Con menos presupuesto, razonaba el diputado, los jerarcas se verían obligados a asignar las anualidades con más cuidado y fidelidad a su propósito esencial. La reducción en ¢12.000 millones de la partida destinada a pagar anualidades, propuesta en el 2015, habría recortado en un 60 % los recursos destinados a ese fin. La relativa escasez de fondos habría obligado a escoger mejor a los beneficiarios, con el doble efecto de reducir el gasto y premiar el buen desempeño.
La iniciativa fue derrotada, como sucedió con una similar, planteada el año anterior. El temor a causarle enojo a la aristocracia burocrática es grande. Quizá por eso la reforma fiscal se cuida de dejar por fuera, en este aspecto, a los grupos más privilegiados, cuyos derechos están protegidos por convenciones colectivas. Esa élite anida en las instituciones autónomas, lejos de las limitaciones del gobierno central y, también, de las que pretende imponer el proyecto de ley sometido a estudio legislativo.

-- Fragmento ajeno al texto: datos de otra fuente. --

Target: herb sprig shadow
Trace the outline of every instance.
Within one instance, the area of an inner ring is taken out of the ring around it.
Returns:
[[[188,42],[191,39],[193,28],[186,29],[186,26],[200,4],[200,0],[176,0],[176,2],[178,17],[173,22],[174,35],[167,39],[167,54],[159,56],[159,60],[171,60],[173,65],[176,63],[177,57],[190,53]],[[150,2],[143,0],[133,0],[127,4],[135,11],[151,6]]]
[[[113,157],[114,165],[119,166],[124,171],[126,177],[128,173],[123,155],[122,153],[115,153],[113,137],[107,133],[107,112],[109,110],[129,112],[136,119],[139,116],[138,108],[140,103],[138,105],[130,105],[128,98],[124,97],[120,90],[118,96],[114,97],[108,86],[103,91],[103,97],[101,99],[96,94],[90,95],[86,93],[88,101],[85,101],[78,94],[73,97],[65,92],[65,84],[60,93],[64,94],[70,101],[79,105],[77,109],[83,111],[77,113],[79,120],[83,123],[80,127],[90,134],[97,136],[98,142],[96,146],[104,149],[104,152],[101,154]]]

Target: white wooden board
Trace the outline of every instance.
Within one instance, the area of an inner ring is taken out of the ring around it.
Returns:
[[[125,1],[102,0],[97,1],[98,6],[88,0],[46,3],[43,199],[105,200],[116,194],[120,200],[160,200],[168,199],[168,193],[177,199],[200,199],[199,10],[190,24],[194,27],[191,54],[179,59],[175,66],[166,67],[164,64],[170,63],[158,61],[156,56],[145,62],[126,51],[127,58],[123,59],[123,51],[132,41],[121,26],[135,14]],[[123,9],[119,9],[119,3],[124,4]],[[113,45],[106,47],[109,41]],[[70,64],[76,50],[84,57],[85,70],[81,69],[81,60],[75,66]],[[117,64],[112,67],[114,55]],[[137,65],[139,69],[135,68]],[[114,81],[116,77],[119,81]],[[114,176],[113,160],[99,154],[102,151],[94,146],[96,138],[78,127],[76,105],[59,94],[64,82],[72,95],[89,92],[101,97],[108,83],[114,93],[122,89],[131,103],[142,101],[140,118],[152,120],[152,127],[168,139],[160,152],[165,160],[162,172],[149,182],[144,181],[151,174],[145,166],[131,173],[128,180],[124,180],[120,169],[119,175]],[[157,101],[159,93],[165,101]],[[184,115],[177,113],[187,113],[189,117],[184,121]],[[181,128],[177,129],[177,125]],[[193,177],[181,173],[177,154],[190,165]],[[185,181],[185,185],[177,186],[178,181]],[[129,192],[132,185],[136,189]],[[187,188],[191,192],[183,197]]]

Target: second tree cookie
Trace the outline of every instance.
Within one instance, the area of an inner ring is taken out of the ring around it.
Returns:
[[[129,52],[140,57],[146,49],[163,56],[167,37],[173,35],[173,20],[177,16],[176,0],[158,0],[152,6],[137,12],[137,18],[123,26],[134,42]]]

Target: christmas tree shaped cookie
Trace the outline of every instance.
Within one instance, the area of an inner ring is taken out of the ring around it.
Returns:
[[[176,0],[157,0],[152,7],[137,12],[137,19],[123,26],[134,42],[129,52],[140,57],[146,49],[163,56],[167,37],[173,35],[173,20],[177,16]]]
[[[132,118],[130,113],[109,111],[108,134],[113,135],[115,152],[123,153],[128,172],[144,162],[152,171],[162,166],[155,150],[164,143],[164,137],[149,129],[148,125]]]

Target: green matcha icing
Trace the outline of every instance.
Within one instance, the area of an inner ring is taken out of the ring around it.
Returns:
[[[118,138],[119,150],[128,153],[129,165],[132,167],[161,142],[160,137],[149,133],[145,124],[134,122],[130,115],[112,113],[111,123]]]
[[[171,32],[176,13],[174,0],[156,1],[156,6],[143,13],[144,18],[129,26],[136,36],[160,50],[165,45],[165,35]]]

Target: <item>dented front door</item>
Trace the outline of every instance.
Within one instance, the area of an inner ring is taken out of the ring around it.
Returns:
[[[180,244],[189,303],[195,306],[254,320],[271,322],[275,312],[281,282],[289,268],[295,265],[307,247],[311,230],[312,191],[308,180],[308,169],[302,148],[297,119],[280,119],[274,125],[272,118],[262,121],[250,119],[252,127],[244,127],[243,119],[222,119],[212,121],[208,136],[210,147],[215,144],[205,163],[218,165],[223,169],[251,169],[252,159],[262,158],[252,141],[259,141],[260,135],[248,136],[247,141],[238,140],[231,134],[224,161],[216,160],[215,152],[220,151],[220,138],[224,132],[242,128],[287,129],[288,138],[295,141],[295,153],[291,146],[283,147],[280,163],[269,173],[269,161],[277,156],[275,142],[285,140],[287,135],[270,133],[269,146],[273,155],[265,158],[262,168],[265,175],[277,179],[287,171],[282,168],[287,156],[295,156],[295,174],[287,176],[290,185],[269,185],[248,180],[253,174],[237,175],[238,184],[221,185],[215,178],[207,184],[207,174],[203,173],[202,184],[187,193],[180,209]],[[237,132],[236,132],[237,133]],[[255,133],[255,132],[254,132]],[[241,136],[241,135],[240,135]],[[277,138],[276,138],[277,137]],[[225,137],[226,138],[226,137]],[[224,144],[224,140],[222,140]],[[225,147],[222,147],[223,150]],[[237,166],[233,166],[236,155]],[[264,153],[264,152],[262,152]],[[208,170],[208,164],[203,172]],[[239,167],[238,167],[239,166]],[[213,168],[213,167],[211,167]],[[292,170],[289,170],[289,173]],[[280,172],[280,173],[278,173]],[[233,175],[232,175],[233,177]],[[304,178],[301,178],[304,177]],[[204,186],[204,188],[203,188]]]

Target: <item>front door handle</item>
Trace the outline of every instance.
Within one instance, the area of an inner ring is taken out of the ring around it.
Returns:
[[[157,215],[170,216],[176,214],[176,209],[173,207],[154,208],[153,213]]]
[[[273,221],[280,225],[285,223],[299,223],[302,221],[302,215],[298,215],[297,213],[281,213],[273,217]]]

En este aspecto, el artículo de la abogada resulta especialmente esclarecedor. La limitación contemplada en la reforma fiscal no afectaría a las anualidades fijadas en las convenciones colectivas porque no las menciona específicamente. Esos instrumentos tienen fuerza de ley, pero las leyes son desplazadas por normas posteriores, de igual rango y especificidad, en todo lo que se contradigan. El argumento merece un análisis detenido de los diputados, incluida una invitación a nuestra colaboradora para comparecer ante ellos. De lo contrario, deberán explicar la injusticia de preservar, intencionalmente, los privilegios más ofensivos mientras limitan otros, menos exagerados.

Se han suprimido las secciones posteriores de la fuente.